Des manifestations massives ont eu lieu à travers l'Argentine le 12 mai 2026, mobilisant des dizaines de milliers de personnes dans les grandes villes du pays.
Des manifestations massives ont eu lieu à travers l'Argentine le 12 mai 2026, mobilisant des dizaines de milliers de personnes dans les grandes villes du pays. Ces rassemblements ont été organisés pour défendre l'université publique, qui se trouve sous la menace de coupes budgétaires annoncées par le président Javier Milei. Selon des informations rapportées par RFI, la situation actuelle soulève des préoccupations quant à l'accès à l'éducation supérieure et à l'avenir des institutions académiques argentines.
Le président Milei, qui a pris ses fonctions en décembre 2023, a proposé des mesures d'austérité dans le cadre de ses efforts pour redresser l'économie argentine, qui a souffert d'une inflation galopante et d'une dette publique croissante. D'après des sources gouvernementales, ces coupes budgétaires pourraient entraîner une réduction significative des financements alloués à l'éducation supérieure, ce qui pourrait avoir des conséquences désastreuses pour la qualité de l'enseignement et la recherche dans les universités publiques. Les manifestants, comprenant étudiants, enseignants et sympathisants, ont exprimé leur inquiétude face à ces décisions, qui pourraient nuire à l'accès à l'éducation pour les classes populaires.
Les universités publiques argentines se distinguent par leur accessibilité, attirant une diversité d'étudiants issus de différents milieux socio-économiques. Selon des données du ministère de l'Éducation, près de 80% des étudiants inscrits dans les établissements d'enseignement supérieur en Argentine fréquentent des universités publiques. En ce sens, les coupes budgétaires pourraient aggraver les inégalités en matière d'éducation, limitant les opportunités pour les jeunes issus de milieux moins favorisés.

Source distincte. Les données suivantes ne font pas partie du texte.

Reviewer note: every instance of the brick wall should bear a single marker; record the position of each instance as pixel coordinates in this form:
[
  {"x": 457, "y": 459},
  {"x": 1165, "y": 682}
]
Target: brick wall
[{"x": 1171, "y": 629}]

Les manifestations de ce mardi sont intervenues dans un contexte déjà tendu, les étudiants et les syndicats universitaires ayant précédemment appelé à des grèves générales pour dénoncer les politiques de l'administration Milei. Par ailleurs, des organisations de défense des droits humains ont également rejoint le mouvement, soulignant l'importance d'une éducation publique de qualité pour le développement d'une société démocratique et équitable. Les organisateurs des manifestations ont qualifié ces coupes de « coup porté à l'avenir du pays », affirmant que l'éducation est un droit fondamental qui doit être protégé.

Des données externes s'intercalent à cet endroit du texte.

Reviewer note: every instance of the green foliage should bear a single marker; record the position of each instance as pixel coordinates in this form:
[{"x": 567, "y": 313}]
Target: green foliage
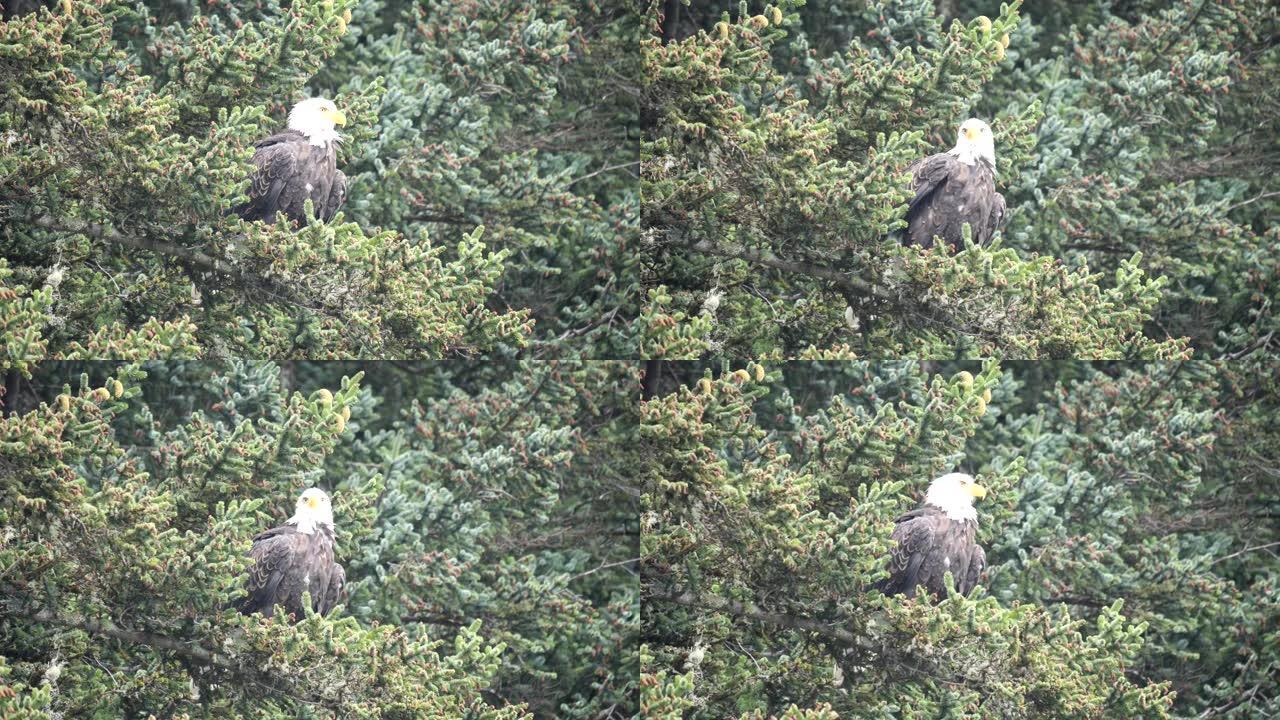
[
  {"x": 1127, "y": 536},
  {"x": 483, "y": 519},
  {"x": 1151, "y": 486},
  {"x": 773, "y": 176},
  {"x": 129, "y": 130}
]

Les répercussions de ces coupes budgétaires pourraient également s'étendre au-delà du secteur éducatif. En effet, la recherche académique en Argentine, qui a contribué à des avancées significatives dans divers domaines, pourrait souffrir d'un manque de financements, freinant ainsi l'innovation et le développement technologique. Selon un rapport de l'UNESCO, l'investissement dans la recherche et le développement est crucial pour la compétitivité d'un pays sur la scène mondiale. Les coupes budgétaires pourraient donc avoir des effets en chaîne sur l'économie argentine, déjà fragilisée.
La communauté universitaire a déjà fait entendre sa voix à plusieurs reprises, mais les récents événements illustrent une intensification du mécontentement populaire. Les manifestations ont non seulement rassemblé des étudiants, mais également des parents d'élèves et des anciens élèves, tous unis contre les mesures jugées destructrices pour l'éducation publique. Des slogans tels que « L'éducation est un droit, pas un privilège » ont résonné dans les rues, soulignant le sentiment d'urgence ressenti par les manifestants.
En conclusion, la situation en Argentine concernant le financement des universités publiques est précaire et pourrait évoluer dans les semaines à venir, en fonction des décisions politiques prises par le gouvernement. Les manifestations de ce jour pourraient être le prélude à une mobilisation plus large et prolongée, alors que la communauté éducative et la société civile continuent de s'opposer aux coupes budgétaires. Les enjeux sont considérables, tant pour l'avenir des institutions académiques que pour l'accès à l'éducation d'une génération entière.